Add support for ingesting and returning data in the Apache Arrow format #16664

jayaskren · 2024-11-18T02:34:54Z

Is your feature request related to a problem? Please describe

At work, I am making dashboards related to the work all of our servers are processing at any given time. I am severely limited by how many data points I can add to a given dashboard. Either I need to filter the number of servers, limit the the time window to days or even hours, or severely aggregate the data so we lose all context. I have a prototype using Vega doing what I want to do at work, but our dashboard cannot handle that much data even though Vega doesn't have a problem with it and the dashboard supports Vega.

Describe the solution you'd like

I want to be able to scale up my visualizations. If OpenSearch offered the ability to return data in the Apache Arrow format, we could handle a lot more data on the frontend via Vega. Other visualization technologies on the frontend could also potentially take advantage of Apache Arrow. Here is a discussion of using Vega with Apache Arrow: https://observablehq.com/@theneuralbit/introduction-to-apache-arrow

While we are at it, it shouldn't be difficult to add the ability to ingest Apache Arrow data while I am at it. I am happy to work on the implementation especially if someone can point me architecturally to where the code would go and what interfaces it would need to implement.

Related component

Search:Performance

Describe alternatives you've considered

I have built my own custom visualizations, but it would be nice if opensearch could handle this out of the box rather than me needing to go to another tool

Additional context

Although it uses different technology, here is a prototype of the idea that I built several years ago:
https://d2xis0feu0l7hz.cloudfront.net/index.html

It uses D3 on the frontend and my own columnar format as the data format. As a POC, I was able to display a table of 10 million rows of finance data. I also have a chart in which D3 aggregates all 43 million rows of data. For comparison, Excel has a limit of 1 million rows, and Google Docs has a limit of 10 million cells.
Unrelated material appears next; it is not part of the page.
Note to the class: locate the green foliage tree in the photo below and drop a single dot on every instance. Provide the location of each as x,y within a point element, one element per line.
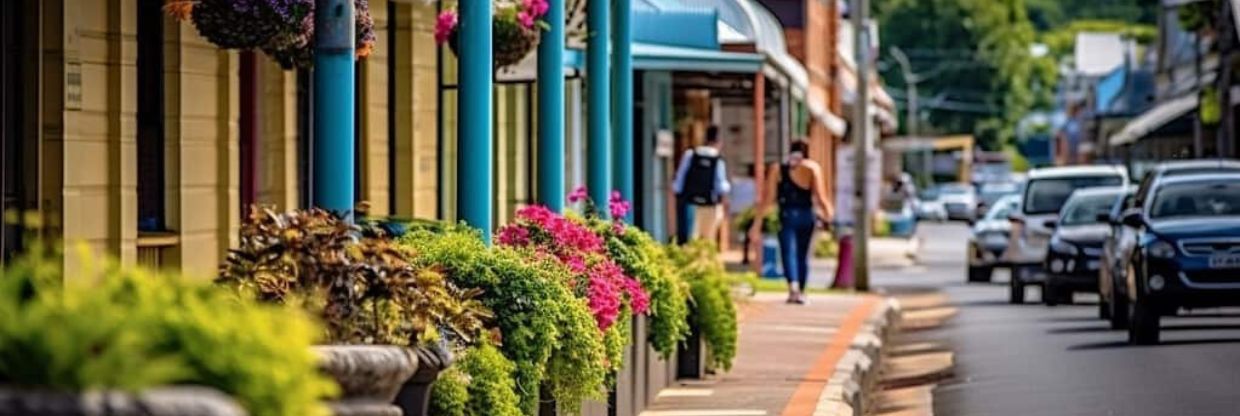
<point>975,52</point>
Apache Arrow should be a good replacement for my columnar format to make the solution more standard.

sandeshkr419 · 2024-11-27T17:16:10Z

[Search Triage] @rishabhmaurya & @msfroh - Can you please take a look?

rishabhmaurya · 2024-11-27T17:27:59Z

@jayaskren we are actively working on integrating arrow format and flight RPC to the search path - #16679

I'm trying to understand your use case related to dashboard better.
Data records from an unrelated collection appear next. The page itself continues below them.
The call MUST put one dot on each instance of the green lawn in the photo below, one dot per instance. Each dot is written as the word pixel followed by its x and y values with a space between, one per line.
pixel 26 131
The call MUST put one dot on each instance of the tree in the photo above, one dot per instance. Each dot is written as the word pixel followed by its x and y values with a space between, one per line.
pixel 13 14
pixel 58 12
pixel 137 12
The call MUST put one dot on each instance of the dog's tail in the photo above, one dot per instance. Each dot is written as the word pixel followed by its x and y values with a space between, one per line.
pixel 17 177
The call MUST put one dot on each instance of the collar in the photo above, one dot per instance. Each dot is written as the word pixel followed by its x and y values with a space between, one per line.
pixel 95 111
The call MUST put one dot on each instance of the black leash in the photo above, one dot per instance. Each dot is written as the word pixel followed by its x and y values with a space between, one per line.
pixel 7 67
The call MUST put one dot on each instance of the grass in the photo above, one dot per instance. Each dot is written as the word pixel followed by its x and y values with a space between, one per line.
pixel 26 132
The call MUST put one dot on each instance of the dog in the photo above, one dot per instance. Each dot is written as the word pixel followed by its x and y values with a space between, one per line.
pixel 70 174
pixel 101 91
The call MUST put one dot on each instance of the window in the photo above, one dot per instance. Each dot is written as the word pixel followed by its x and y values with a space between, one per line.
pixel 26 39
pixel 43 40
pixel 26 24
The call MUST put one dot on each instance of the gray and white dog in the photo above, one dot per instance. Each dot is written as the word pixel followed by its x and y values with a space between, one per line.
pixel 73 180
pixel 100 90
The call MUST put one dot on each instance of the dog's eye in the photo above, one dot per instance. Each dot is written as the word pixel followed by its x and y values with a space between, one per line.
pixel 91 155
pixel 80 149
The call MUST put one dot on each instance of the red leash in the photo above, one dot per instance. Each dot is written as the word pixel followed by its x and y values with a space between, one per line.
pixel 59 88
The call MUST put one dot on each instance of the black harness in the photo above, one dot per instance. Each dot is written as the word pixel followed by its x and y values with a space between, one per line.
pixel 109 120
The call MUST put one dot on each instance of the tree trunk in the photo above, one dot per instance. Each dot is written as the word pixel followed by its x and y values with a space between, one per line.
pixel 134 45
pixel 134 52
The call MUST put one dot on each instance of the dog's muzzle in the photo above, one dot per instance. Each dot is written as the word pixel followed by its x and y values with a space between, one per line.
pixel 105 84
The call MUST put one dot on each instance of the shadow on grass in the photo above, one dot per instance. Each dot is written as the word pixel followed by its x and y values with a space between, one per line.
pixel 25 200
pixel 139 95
msfroh · 2024-11-27T20:50:44Z

Incidentally, as we think about how to support streaming Arrow to clients, we should think about whether Arrow Flight makes more sense or if we should embrace something like ADBC (or both?)

@jayaskren -- As a potential user of the functionality, do you have an opinion?

Also, if we do want to be able to both ingest and return data in Arrow format, it arguably makes sense to persist it in Arrow as well. I've been toying with the idea of trying to implement a Lucene doc value format based on Arrow. If we have that, then OpenSearch should be able to return Arrow results with even less effort.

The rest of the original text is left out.